To undertake a post on humor is to tempt Fate. Or, as Tina Fey might have it, it’s waving baked goods under Fate’s nose when she’s trying to write.

Everyone gets tickled in a slightly different place on their funnybone.

Does humor have a place in professional writing – be it internal memos, magazine articles, executive speeches, or press releases? It definitely can, but a few guidelines can help.

  1. Know Your Audience: Isn’t this the case for all good writing and communications? You bet. Never more so than when using humor because humor is dependent on individual taste, background, and cultural, ethnic and religious norms.
  2. Have Something to Say: Humor is no substitute for delivering information that your readers or listeners can use. No matter how hard they laugh, if your audience is left with a lingering sense that they didn’t get something useful from your communication, they’ll ultimately feel they’re wasting their time.

Most pros advise going for puns rather than belly laughs. One key reason for this is that editors and avid readers are consumers of words and have a natural appreciation for word play.
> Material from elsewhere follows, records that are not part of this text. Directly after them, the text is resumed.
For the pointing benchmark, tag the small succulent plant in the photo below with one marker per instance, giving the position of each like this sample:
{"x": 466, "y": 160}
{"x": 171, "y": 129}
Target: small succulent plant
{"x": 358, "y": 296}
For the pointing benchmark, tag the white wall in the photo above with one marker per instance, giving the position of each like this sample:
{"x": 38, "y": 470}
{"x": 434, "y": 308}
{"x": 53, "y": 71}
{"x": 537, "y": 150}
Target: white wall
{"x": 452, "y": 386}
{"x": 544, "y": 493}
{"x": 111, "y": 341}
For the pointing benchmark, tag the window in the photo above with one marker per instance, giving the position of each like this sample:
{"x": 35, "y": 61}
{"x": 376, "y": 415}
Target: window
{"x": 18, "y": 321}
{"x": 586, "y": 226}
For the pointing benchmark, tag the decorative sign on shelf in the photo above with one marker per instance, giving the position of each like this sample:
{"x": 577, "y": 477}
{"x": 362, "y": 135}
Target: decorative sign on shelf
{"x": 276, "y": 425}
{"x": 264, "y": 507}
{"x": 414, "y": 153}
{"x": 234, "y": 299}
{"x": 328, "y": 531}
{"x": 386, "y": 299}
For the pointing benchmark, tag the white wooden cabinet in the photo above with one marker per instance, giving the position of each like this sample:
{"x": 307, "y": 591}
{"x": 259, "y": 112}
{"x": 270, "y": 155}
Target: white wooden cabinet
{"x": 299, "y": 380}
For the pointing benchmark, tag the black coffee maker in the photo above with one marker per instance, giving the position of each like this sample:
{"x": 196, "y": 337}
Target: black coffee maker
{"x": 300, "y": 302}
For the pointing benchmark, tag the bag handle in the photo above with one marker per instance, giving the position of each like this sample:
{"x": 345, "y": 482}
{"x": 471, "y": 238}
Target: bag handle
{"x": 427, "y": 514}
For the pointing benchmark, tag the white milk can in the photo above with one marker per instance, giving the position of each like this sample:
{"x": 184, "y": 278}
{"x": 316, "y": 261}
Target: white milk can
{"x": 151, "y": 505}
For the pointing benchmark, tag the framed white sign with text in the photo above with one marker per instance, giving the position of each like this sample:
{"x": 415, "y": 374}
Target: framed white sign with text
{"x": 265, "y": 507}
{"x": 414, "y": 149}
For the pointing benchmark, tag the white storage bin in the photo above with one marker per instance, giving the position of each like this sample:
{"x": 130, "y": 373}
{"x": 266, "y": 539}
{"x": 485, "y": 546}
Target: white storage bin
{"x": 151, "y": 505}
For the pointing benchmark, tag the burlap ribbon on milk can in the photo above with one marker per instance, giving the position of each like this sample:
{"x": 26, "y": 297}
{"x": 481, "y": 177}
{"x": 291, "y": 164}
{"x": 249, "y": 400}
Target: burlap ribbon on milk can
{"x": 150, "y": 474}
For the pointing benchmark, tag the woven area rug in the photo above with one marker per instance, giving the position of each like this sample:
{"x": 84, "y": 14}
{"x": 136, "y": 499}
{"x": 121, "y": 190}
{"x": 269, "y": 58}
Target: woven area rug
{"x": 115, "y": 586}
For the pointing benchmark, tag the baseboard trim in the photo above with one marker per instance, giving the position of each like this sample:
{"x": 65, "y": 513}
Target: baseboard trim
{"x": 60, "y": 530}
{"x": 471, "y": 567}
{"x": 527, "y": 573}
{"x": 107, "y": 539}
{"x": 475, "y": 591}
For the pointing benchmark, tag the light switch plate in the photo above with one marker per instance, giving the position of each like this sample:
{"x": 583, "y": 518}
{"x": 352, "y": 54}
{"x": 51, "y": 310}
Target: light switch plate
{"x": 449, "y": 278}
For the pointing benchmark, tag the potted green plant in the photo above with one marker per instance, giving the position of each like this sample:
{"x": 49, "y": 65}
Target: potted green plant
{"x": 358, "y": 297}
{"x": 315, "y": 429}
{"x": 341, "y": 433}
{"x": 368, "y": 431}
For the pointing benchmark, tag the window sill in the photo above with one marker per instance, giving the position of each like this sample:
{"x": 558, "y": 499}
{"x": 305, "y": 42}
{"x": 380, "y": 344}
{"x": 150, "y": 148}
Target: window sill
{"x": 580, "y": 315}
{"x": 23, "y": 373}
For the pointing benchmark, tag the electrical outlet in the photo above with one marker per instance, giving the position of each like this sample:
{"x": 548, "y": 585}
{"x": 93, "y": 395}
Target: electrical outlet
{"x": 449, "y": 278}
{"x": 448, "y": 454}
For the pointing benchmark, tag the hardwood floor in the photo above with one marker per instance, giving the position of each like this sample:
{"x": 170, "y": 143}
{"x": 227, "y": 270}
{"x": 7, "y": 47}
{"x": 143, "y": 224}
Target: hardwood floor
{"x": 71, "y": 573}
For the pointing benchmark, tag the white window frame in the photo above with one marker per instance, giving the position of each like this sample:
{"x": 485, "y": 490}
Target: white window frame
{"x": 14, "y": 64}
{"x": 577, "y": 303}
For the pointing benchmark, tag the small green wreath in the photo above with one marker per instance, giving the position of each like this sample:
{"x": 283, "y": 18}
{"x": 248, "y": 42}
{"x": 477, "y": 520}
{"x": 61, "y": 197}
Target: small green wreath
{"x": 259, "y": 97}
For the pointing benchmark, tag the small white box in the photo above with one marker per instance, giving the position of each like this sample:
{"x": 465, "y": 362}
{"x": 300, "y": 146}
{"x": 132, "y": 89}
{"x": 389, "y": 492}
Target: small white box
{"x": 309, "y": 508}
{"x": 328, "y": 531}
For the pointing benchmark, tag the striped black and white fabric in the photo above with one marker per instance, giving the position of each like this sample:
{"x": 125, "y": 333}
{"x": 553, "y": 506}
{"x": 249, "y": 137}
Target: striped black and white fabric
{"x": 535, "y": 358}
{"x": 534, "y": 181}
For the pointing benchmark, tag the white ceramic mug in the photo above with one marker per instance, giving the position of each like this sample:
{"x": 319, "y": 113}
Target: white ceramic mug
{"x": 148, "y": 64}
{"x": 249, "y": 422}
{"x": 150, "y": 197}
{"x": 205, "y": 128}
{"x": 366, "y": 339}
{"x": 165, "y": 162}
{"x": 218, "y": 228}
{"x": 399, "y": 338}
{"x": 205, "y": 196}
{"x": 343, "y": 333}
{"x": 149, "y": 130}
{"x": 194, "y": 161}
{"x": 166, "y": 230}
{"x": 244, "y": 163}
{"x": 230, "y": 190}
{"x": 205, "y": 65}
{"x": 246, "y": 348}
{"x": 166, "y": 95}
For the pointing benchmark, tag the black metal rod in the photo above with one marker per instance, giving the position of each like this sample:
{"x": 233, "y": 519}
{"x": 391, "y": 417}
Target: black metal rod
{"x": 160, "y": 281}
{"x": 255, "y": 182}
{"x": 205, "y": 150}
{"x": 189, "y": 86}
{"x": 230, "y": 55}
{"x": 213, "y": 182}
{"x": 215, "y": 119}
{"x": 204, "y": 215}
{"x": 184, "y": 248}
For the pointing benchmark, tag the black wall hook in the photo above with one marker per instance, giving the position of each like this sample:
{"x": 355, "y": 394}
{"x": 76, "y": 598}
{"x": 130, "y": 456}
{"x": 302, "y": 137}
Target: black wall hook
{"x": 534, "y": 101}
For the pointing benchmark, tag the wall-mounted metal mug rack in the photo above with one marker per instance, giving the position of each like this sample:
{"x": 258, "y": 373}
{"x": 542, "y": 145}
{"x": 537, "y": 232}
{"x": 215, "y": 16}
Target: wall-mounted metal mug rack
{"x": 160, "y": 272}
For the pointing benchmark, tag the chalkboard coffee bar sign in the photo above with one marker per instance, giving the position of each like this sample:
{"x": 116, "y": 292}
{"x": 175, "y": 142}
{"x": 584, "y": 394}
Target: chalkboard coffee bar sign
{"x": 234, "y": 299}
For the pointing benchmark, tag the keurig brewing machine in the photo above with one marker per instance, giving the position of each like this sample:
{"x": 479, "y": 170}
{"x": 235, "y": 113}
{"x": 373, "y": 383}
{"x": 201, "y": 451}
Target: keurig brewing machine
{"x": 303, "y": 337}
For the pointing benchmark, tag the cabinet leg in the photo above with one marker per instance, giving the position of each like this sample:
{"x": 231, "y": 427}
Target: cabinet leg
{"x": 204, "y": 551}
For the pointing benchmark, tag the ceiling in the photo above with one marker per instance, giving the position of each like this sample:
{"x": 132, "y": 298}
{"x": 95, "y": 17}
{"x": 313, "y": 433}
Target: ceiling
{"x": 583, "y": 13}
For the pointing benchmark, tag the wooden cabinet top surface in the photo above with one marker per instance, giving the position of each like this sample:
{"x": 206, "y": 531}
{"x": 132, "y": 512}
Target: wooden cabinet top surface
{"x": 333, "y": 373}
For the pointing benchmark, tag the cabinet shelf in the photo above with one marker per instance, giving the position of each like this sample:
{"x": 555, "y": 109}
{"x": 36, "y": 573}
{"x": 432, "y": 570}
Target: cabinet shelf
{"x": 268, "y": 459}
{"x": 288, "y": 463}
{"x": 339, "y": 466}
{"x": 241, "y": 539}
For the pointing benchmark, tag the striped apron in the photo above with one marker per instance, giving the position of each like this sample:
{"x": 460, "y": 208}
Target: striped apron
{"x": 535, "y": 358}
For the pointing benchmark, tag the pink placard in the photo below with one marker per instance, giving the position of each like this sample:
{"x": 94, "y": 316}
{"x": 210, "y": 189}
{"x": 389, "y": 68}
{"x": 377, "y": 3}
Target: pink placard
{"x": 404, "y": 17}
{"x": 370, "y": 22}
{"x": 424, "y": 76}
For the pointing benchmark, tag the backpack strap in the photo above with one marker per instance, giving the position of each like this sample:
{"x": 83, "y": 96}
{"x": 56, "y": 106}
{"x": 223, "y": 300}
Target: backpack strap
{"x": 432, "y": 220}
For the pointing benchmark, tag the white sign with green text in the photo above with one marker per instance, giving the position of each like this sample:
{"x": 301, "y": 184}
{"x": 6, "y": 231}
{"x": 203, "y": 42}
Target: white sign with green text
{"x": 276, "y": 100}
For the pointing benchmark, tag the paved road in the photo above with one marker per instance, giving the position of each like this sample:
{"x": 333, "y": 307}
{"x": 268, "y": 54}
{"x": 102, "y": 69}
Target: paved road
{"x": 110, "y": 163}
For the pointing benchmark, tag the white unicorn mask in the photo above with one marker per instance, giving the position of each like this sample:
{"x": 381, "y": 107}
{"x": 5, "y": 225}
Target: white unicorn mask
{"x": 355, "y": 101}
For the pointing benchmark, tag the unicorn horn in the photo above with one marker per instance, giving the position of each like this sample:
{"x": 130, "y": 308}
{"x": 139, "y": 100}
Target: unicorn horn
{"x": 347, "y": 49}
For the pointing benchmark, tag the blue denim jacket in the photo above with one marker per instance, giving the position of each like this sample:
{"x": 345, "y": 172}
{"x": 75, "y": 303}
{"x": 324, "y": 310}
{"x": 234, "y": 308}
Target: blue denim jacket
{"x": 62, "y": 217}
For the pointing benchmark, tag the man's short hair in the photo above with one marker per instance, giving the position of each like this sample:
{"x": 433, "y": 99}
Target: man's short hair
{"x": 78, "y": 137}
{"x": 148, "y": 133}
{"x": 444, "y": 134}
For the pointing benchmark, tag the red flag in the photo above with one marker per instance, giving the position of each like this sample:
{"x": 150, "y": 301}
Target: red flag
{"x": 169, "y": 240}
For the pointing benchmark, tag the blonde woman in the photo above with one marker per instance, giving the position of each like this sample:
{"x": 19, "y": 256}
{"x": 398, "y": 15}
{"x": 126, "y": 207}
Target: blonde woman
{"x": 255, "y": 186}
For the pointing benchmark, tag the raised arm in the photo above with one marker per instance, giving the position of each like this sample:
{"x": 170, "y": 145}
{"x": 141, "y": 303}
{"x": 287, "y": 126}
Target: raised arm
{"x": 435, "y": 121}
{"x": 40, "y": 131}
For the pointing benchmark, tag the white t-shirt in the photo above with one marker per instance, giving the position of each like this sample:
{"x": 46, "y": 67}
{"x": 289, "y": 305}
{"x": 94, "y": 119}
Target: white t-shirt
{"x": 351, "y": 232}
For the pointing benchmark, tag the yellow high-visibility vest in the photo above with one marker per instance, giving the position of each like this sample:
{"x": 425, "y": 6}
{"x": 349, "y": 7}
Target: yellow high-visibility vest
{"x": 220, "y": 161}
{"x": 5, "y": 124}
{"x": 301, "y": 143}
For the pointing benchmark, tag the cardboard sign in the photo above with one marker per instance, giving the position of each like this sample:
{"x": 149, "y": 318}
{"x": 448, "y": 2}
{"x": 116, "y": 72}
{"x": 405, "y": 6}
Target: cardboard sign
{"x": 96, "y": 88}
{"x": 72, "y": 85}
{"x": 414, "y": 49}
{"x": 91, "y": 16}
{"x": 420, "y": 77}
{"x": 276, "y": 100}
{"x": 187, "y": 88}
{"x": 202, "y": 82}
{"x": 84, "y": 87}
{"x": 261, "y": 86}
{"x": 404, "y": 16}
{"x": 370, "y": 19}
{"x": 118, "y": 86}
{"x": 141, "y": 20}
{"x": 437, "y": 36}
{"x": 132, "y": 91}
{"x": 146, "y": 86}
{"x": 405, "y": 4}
Do it with flair, and you may get column inches out of your press release.

Remember word play that relies on a visual interpretation of text will be far more difficult for an audience listening to a speech, however, verbal punning is perfect in these instances.

Likewise, while I have laughed till I developed a stitch in my side over the antics of Autocorrect and the LOL cats, if you’re trying to explain in writing what one of the “kittehs” at I Can Has Cheezeburger is doing, the joke will probably go down like a hairball.

Then, there’s being too clever: One company found this out the hard way when it used what it thought was a humorous soundbite to start off a video explaining why the company was downsizing. “I came to this meeting because I heard they were serving food,” chortled an exec on the video. Loss of job, loss of life, loss of lunch – these are not moments for levity unless you inhabit Quentin Tarantino’s world.

Your audience – employees, gentle readers, shareholders, the editor of a network news show – is made up of human beings. They respond to humor like we do, but it’s important to be respectful. And substantive. Humor won’t hide a lack of real news or information in your content. You don’t want to insult your audience or their intelligence.

What tickles your funnybone? Do have examples of written humor that works or fails?

Writing that inspired me this week:

“I think no innocent species of wit or pleasantry should be suppressed; and that a good pun may be admitted among the smaller excellencies of lively conversation.”